What ongoing repo turmoil means for banks
WASHINGTON — The Federal Reserve’s injection of billions of dollars starting in September seems to have stabilized an unsteady repurchase agreement market, but the banking industry could feel the repercussions of that intervention for some time.
On Sept. 16, the interest rate on overnight repo agreements spiked, surging from around 2% to over 10% before the Fed stepped in.
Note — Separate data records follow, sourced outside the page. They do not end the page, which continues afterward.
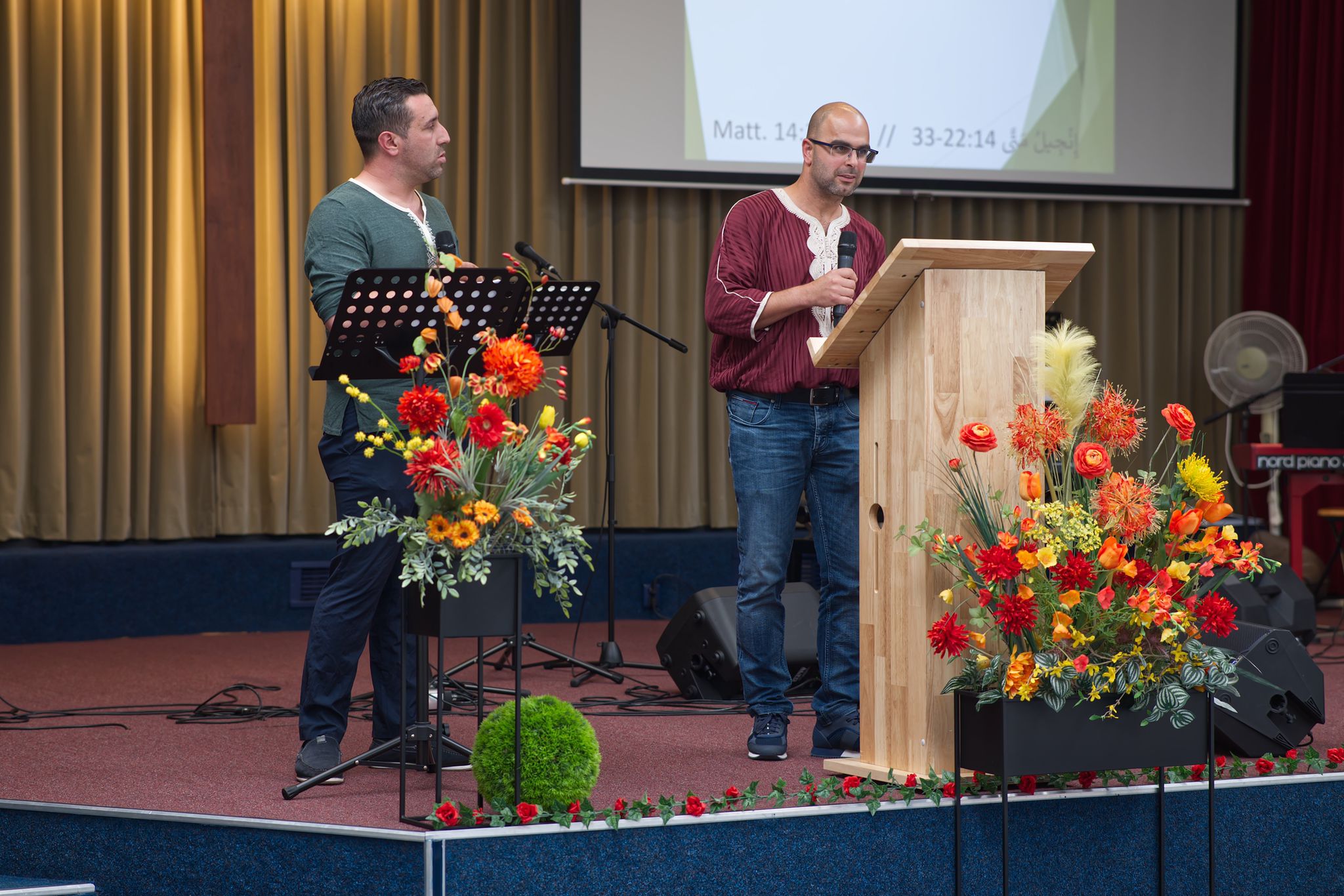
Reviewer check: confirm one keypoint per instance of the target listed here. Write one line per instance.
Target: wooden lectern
(941, 338)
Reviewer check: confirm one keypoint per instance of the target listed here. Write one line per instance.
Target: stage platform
(164, 807)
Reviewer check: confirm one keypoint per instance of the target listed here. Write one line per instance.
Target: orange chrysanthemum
(437, 528)
(516, 363)
(429, 468)
(1037, 433)
(1124, 506)
(1114, 421)
(464, 534)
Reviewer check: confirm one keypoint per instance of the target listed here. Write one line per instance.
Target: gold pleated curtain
(108, 438)
(101, 391)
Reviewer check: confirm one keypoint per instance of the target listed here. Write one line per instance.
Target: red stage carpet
(240, 769)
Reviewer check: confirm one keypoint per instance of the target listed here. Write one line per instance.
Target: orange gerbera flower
(516, 363)
(437, 528)
(1124, 506)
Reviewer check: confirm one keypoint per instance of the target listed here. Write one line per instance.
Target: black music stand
(609, 656)
(554, 305)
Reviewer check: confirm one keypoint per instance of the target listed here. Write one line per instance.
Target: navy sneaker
(316, 757)
(769, 737)
(453, 758)
(836, 738)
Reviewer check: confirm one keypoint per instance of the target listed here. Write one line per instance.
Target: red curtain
(1295, 180)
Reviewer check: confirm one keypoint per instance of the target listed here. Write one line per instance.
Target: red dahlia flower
(423, 409)
(946, 637)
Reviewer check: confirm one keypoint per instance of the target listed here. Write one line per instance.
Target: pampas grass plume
(1066, 370)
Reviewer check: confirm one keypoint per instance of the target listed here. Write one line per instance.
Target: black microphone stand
(610, 651)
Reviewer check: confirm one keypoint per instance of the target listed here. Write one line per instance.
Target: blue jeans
(362, 601)
(778, 451)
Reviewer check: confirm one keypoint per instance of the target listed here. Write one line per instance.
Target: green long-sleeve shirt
(351, 229)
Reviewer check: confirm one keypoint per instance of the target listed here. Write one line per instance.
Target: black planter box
(1015, 738)
(480, 611)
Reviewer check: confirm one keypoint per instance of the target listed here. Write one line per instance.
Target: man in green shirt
(375, 219)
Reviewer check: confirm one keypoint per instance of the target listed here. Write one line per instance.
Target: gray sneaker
(769, 737)
(316, 757)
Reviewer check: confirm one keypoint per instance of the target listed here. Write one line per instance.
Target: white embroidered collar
(421, 222)
(824, 245)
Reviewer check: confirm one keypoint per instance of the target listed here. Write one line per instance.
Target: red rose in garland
(423, 409)
(1182, 421)
(427, 466)
(1090, 460)
(977, 437)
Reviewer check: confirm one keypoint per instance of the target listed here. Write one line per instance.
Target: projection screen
(1085, 97)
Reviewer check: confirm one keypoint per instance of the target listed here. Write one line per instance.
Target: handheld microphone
(533, 256)
(445, 242)
(849, 245)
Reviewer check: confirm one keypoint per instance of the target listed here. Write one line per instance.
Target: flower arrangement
(484, 484)
(1099, 586)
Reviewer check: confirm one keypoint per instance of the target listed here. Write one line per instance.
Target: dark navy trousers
(362, 600)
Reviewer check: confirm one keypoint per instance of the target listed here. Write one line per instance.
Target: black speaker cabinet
(1277, 600)
(1280, 706)
(699, 648)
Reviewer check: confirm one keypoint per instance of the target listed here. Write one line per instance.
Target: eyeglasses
(842, 151)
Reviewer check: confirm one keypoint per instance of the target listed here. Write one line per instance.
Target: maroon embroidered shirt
(766, 245)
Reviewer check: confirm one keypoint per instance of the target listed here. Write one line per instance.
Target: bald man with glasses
(793, 428)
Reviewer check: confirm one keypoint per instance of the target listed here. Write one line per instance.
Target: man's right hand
(835, 288)
(832, 288)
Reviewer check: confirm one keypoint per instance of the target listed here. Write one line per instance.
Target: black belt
(820, 396)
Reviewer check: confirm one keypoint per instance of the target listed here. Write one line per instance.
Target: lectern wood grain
(952, 348)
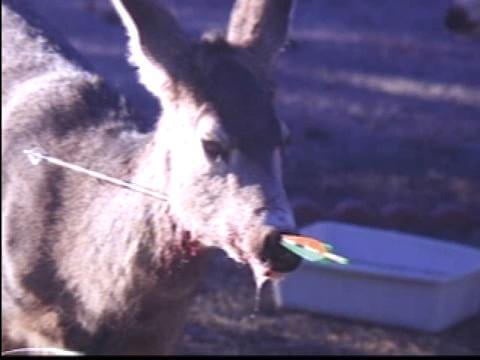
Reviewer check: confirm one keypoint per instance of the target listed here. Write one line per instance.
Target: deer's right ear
(157, 43)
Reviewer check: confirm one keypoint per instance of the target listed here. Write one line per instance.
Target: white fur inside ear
(150, 73)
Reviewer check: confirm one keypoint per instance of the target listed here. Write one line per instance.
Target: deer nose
(277, 258)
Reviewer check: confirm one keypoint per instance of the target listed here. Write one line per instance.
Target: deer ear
(261, 26)
(156, 41)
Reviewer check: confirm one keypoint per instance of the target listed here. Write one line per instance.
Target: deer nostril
(276, 256)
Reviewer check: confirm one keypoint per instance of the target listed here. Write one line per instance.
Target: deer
(99, 268)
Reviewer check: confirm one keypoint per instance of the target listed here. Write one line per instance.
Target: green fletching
(314, 256)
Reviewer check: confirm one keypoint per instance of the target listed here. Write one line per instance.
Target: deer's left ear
(157, 43)
(261, 26)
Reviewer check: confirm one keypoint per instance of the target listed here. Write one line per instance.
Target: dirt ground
(384, 108)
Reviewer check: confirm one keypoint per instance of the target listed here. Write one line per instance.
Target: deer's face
(219, 128)
(225, 181)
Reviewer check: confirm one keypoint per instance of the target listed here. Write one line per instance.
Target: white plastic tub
(393, 278)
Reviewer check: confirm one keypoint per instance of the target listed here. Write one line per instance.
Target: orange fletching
(307, 242)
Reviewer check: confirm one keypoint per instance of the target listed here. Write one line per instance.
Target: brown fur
(101, 269)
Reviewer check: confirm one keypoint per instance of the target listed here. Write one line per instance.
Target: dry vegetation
(384, 105)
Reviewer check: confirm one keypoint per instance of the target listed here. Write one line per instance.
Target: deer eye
(215, 150)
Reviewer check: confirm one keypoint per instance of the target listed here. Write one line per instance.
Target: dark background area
(384, 106)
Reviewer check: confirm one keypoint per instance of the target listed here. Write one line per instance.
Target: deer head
(219, 131)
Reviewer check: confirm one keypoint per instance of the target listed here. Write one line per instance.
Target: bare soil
(384, 107)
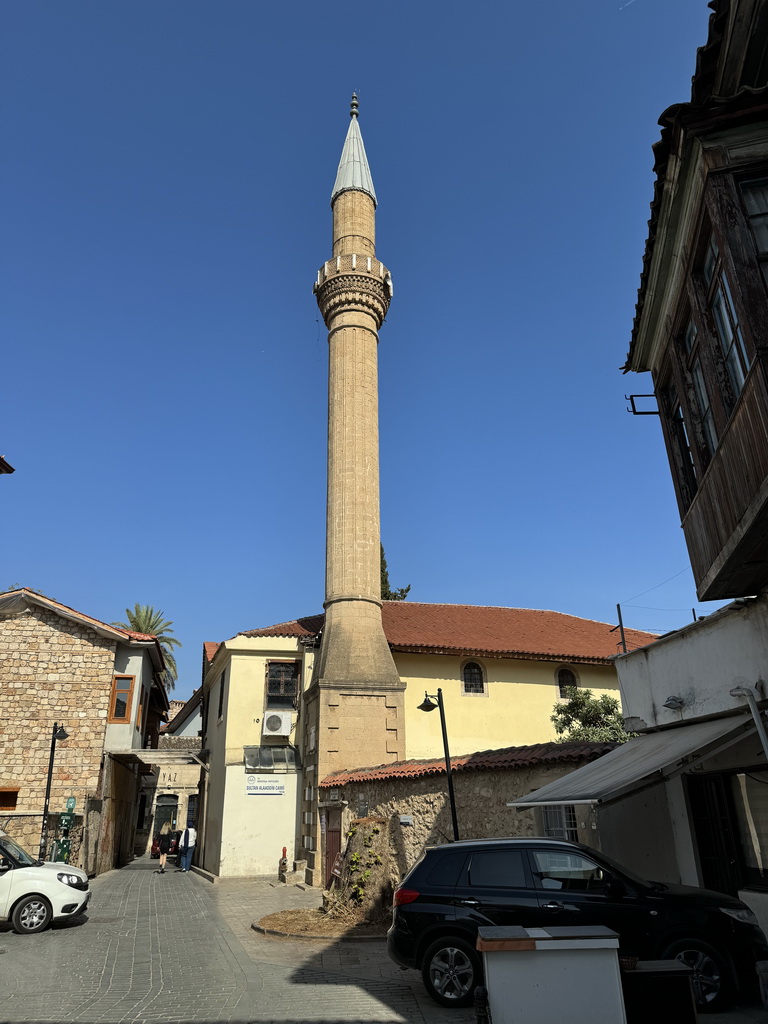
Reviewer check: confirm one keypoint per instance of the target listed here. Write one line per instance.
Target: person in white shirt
(187, 842)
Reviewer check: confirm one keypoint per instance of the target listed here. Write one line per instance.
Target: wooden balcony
(726, 526)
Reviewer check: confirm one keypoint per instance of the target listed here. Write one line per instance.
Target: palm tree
(143, 619)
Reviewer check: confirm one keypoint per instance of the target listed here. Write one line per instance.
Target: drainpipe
(744, 691)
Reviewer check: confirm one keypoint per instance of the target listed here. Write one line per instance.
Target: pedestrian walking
(164, 845)
(186, 847)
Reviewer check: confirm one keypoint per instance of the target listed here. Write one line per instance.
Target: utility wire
(642, 594)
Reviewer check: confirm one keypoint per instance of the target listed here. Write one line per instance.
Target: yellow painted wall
(514, 711)
(244, 660)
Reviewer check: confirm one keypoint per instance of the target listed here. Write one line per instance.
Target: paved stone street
(175, 948)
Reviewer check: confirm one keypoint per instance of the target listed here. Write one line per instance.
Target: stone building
(170, 792)
(102, 684)
(501, 672)
(410, 797)
(286, 706)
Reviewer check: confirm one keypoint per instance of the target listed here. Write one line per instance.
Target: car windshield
(16, 852)
(622, 870)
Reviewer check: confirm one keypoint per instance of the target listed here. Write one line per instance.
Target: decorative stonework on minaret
(360, 698)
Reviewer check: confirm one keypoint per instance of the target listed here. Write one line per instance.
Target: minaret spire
(353, 172)
(354, 672)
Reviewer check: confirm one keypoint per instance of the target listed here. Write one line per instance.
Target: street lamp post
(429, 705)
(58, 732)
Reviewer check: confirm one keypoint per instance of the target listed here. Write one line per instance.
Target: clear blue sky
(165, 206)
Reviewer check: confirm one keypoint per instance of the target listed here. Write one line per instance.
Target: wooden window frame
(4, 792)
(560, 686)
(483, 679)
(283, 660)
(129, 702)
(222, 684)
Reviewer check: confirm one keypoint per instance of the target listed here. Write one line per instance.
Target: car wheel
(713, 988)
(32, 914)
(451, 970)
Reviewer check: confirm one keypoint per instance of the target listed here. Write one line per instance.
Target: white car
(34, 892)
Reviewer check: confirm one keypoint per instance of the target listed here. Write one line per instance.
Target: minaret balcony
(353, 283)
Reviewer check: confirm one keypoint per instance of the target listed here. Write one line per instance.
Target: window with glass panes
(707, 419)
(565, 679)
(283, 684)
(727, 326)
(681, 449)
(559, 822)
(756, 203)
(120, 706)
(473, 681)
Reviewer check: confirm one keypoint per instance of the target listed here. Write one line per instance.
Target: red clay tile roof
(523, 633)
(307, 627)
(537, 755)
(49, 602)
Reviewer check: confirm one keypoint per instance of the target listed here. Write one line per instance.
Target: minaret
(359, 713)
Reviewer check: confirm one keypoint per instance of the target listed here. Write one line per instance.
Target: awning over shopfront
(640, 762)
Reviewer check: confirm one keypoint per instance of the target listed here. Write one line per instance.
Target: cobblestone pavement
(174, 948)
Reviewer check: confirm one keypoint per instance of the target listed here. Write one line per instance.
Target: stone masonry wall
(51, 670)
(480, 803)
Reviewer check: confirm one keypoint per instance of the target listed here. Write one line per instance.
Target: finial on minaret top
(353, 173)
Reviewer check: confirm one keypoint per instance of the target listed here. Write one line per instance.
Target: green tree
(143, 619)
(387, 594)
(584, 718)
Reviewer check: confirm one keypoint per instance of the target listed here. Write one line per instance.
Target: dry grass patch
(320, 924)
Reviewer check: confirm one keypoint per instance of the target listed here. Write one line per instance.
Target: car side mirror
(615, 888)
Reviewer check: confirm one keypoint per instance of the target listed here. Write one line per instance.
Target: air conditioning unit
(276, 723)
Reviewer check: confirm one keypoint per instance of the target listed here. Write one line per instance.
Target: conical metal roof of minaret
(353, 171)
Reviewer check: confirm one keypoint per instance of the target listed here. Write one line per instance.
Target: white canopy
(640, 762)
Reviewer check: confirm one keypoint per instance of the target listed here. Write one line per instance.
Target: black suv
(456, 889)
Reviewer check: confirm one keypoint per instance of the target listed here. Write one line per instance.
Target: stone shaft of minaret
(353, 291)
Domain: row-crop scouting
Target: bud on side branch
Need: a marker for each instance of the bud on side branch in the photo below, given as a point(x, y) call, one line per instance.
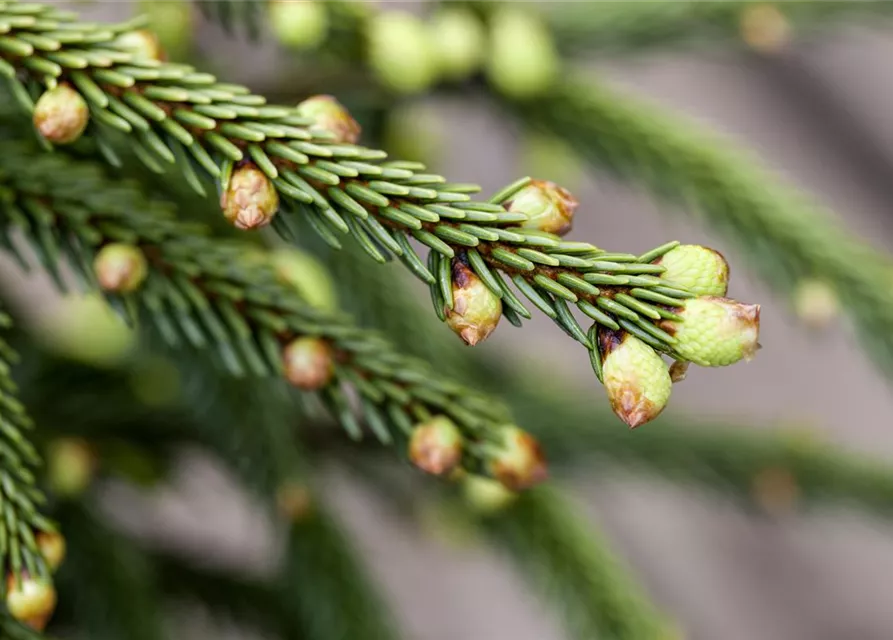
point(308, 363)
point(250, 200)
point(517, 460)
point(120, 268)
point(548, 207)
point(436, 446)
point(636, 378)
point(716, 332)
point(476, 310)
point(329, 114)
point(61, 115)
point(701, 270)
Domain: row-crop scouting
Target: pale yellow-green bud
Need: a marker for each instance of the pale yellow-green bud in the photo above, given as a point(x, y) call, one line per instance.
point(701, 270)
point(250, 200)
point(523, 61)
point(120, 268)
point(516, 460)
point(32, 601)
point(485, 495)
point(400, 52)
point(299, 24)
point(307, 276)
point(142, 43)
point(636, 378)
point(435, 446)
point(61, 115)
point(308, 363)
point(816, 303)
point(329, 114)
point(716, 332)
point(476, 310)
point(459, 42)
point(549, 208)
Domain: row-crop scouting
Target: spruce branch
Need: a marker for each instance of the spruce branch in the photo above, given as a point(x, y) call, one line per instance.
point(22, 521)
point(275, 164)
point(228, 299)
point(787, 238)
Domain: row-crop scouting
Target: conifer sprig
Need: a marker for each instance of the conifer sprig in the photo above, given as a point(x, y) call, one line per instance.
point(206, 294)
point(175, 116)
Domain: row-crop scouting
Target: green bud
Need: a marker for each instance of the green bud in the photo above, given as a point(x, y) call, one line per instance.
point(120, 268)
point(308, 363)
point(636, 378)
point(436, 446)
point(459, 42)
point(485, 495)
point(476, 310)
point(549, 208)
point(516, 459)
point(250, 200)
point(701, 270)
point(523, 61)
point(716, 332)
point(299, 24)
point(329, 114)
point(307, 276)
point(61, 115)
point(142, 43)
point(400, 52)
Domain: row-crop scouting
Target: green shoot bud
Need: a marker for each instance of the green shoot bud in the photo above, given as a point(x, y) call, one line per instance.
point(329, 114)
point(549, 208)
point(701, 270)
point(308, 363)
point(120, 268)
point(400, 52)
point(307, 276)
point(716, 332)
point(636, 378)
point(517, 460)
point(250, 200)
point(299, 24)
point(435, 446)
point(61, 115)
point(476, 310)
point(459, 42)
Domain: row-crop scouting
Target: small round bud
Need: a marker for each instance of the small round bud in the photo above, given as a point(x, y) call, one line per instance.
point(142, 43)
point(522, 60)
point(71, 465)
point(517, 461)
point(400, 52)
point(549, 208)
point(764, 28)
point(61, 115)
point(485, 495)
point(52, 547)
point(476, 310)
point(307, 276)
point(250, 200)
point(716, 332)
point(294, 501)
point(31, 601)
point(816, 303)
point(120, 268)
point(636, 378)
point(299, 24)
point(329, 114)
point(701, 270)
point(435, 446)
point(308, 363)
point(459, 42)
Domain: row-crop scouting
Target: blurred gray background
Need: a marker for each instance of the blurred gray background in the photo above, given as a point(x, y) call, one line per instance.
point(821, 115)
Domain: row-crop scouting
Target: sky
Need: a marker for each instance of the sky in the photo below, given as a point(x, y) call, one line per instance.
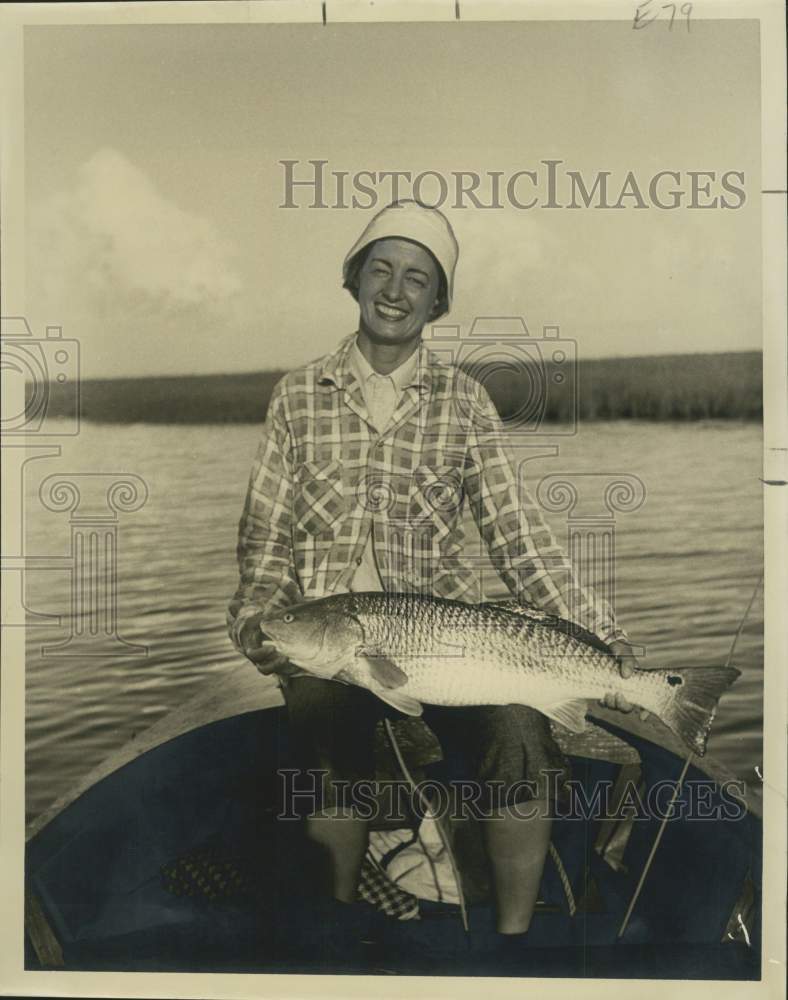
point(156, 236)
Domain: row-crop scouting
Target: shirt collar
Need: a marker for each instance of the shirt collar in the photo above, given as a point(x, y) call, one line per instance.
point(337, 367)
point(402, 376)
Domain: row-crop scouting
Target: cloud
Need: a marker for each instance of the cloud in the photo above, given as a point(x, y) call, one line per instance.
point(113, 259)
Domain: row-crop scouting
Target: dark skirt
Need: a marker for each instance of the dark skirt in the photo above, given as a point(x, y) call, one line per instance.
point(507, 750)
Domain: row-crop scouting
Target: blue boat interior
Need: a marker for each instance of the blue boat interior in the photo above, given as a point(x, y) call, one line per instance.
point(177, 862)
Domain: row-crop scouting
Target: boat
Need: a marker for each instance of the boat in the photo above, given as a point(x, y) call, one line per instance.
point(170, 857)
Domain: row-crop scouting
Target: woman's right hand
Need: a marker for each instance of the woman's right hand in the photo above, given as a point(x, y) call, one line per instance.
point(261, 651)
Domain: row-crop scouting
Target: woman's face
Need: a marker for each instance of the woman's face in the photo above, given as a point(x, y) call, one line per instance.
point(397, 292)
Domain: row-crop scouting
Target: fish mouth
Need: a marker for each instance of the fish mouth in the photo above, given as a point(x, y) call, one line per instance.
point(290, 648)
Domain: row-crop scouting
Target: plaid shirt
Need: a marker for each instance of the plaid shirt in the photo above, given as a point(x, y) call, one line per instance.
point(323, 479)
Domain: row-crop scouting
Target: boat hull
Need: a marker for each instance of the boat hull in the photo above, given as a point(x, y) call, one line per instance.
point(101, 875)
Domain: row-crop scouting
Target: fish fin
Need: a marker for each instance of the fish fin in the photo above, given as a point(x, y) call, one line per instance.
point(571, 714)
point(690, 713)
point(402, 702)
point(384, 671)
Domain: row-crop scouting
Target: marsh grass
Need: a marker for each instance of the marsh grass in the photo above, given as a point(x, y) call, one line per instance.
point(670, 387)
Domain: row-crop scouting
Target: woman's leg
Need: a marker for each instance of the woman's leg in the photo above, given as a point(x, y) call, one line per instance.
point(510, 745)
point(517, 849)
point(332, 729)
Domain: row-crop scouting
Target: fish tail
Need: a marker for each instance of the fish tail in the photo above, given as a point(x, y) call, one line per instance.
point(690, 707)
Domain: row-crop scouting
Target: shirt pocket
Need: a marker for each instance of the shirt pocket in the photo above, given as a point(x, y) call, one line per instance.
point(435, 498)
point(319, 497)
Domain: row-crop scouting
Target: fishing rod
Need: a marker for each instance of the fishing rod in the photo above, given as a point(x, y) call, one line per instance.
point(679, 783)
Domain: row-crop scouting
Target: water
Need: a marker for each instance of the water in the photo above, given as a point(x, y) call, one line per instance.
point(687, 562)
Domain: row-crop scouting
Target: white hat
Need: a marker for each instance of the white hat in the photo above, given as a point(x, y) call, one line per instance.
point(410, 220)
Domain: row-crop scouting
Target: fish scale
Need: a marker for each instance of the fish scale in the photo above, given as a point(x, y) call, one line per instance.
point(410, 649)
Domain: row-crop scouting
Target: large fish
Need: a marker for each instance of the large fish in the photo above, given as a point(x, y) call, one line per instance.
point(410, 649)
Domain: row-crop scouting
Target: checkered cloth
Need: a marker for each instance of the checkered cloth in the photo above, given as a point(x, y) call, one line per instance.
point(323, 479)
point(377, 888)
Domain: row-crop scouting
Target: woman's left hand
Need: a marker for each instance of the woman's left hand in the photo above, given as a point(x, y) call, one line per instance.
point(628, 663)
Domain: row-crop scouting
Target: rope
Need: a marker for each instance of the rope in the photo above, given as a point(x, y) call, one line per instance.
point(682, 776)
point(570, 896)
point(428, 810)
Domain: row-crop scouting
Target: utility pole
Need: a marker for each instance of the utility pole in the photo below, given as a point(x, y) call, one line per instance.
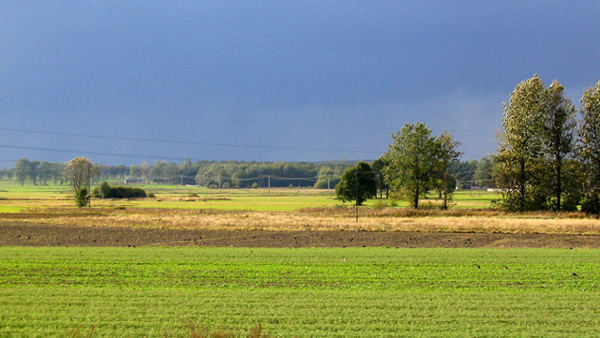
point(356, 204)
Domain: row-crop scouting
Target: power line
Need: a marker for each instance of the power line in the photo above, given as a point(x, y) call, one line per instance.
point(188, 142)
point(55, 150)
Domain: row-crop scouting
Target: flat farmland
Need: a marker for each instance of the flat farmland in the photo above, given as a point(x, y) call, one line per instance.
point(295, 262)
point(310, 292)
The Federal Open Market Committee, which sets the central bank’s monetary policy, ordered the Federal Reserve Bank of New York to buy up to $75 billion in Treasury bonds in the repo market and authorized three issues of two-week repo transactions, up to $35 billion each.
But those transactions alone have not quenched demand for low-interest liquidity, and so the central bank has issued additional term repo offerings — most recently $25 billion worth of repo contracts last week eliciting $49 billion in bids.
Fed leaders have said repeatedly that they contained the damage from the repo spike.
“I think we have it under control,” Fed Chairman Jerome Powell told Congress last month. “We are prepared to continue to learn and adjust as we do this. But it's a process. I would say it is one that doesn't really have any implications for the economy or for the general public, though.”
But it may very well have important implications for banking and financial services, and it certainly has important implications for the Fed’s ability to enact monetary policy.